1.6K Year-Old Byzantine tomp Found in Syria After Forest Fire

A forest fire in the Hama province of Syria has uncovered an archaeological structure dating back to the Byzantine period, about 1600 years ago. The fire is said to have caused environmental damage, but it has also led to an important archaeological discovery.

The tomb patterns symbolizing Christianity

The structure found is a pyramid tomb located north of the Fakru village. The tomb is six meters wide and six meters long, and it was built as a mausoleum. The tomb is decorated with different patterns symbolizing Christianity, as well as peacocks, bull-shaped inscriptions, and decorations. Bones of cattle and poultry were also found near the structure.

The oldest pyramid tombs

Although the interior of the tomb has been partially damaged, archaeologists say that the structure is an important archaeological discovery. The tomb dates back to the Byzantine Empire and is one of the oldest pyramid tombs in the region. The tomb could help to better understand Byzantine culture and history in the region.
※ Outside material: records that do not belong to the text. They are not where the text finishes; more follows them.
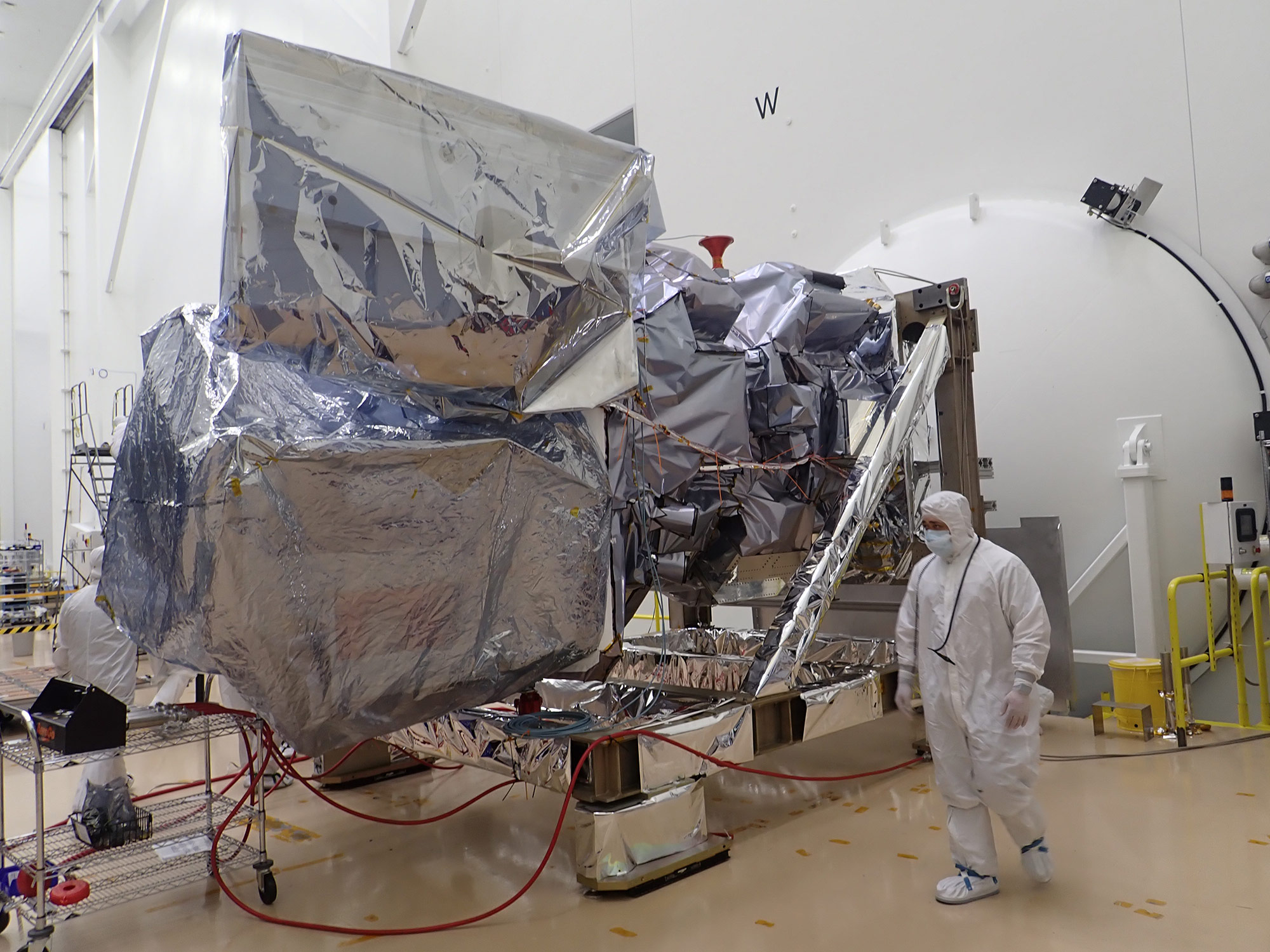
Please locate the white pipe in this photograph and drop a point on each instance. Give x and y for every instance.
(412, 27)
(147, 111)
(1104, 559)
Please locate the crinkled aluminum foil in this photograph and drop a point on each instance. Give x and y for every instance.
(815, 585)
(612, 842)
(836, 708)
(383, 228)
(718, 661)
(755, 394)
(350, 563)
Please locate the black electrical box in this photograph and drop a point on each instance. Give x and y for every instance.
(1262, 426)
(76, 719)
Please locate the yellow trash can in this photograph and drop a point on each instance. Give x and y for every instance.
(1137, 681)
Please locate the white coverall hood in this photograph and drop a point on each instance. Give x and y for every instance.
(953, 510)
(90, 648)
(95, 564)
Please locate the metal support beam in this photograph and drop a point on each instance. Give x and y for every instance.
(1097, 568)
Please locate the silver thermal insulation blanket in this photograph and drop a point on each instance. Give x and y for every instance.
(349, 560)
(382, 227)
(756, 395)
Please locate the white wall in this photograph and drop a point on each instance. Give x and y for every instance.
(7, 365)
(896, 111)
(171, 252)
(34, 323)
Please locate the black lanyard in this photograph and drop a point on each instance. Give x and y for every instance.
(957, 601)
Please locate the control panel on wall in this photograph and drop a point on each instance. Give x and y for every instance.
(1231, 534)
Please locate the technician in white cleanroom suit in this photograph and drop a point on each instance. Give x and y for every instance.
(92, 651)
(975, 629)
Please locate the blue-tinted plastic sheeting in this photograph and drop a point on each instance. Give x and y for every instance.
(351, 563)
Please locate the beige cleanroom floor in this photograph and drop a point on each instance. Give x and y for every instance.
(1159, 850)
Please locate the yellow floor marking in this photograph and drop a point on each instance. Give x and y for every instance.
(178, 902)
(244, 883)
(309, 863)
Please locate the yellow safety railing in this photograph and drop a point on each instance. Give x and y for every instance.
(1235, 651)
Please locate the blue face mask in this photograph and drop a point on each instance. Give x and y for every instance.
(940, 543)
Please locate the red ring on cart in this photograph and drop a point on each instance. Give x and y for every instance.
(69, 893)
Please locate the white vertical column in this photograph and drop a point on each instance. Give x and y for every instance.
(1141, 465)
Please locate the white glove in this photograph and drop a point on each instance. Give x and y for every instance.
(905, 697)
(1015, 709)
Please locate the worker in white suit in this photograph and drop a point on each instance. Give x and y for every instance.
(973, 630)
(92, 651)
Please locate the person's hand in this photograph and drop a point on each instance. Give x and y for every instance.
(1015, 710)
(905, 699)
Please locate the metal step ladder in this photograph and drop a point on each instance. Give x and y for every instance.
(91, 468)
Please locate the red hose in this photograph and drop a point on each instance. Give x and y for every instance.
(547, 856)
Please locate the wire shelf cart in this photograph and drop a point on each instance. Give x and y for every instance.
(177, 852)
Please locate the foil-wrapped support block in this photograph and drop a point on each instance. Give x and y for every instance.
(380, 227)
(718, 661)
(610, 842)
(836, 708)
(351, 563)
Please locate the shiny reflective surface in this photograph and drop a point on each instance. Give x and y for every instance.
(352, 563)
(813, 586)
(1172, 828)
(756, 393)
(384, 228)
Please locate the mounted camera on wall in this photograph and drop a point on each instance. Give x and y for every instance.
(1121, 205)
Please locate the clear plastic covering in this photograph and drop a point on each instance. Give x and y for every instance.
(350, 562)
(384, 228)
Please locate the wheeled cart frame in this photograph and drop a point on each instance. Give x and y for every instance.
(177, 852)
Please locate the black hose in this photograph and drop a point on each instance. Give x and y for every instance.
(1230, 318)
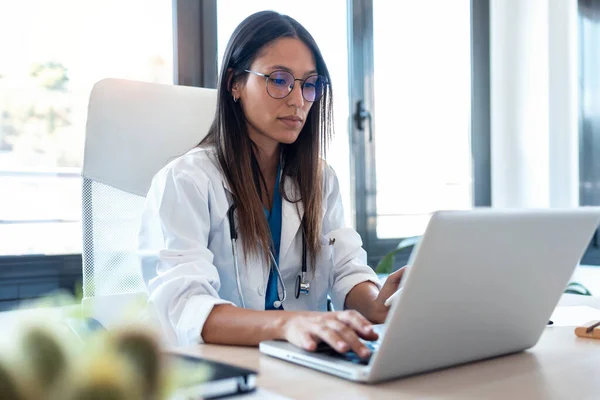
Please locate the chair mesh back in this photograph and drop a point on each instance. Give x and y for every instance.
(111, 222)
The fire is said to have caused environmental damage, burning down an estimated 10,000 acres of forest. The fire also caused damage to people living in the area. The provinces of Latakia and Hama were the most affected by the fire.

The fire is one of many challenges facing Syria. The country is also struggling with a civil war and an economic crisis. The fire is another challenge that Syria is facing.

It’s important for Syria

However, the fact that the fire has led to an important archaeological discovery is somewhat hopeful. The fire could help to better understand Byzantine culture and history in the region. This could be an important step for Syria’s future.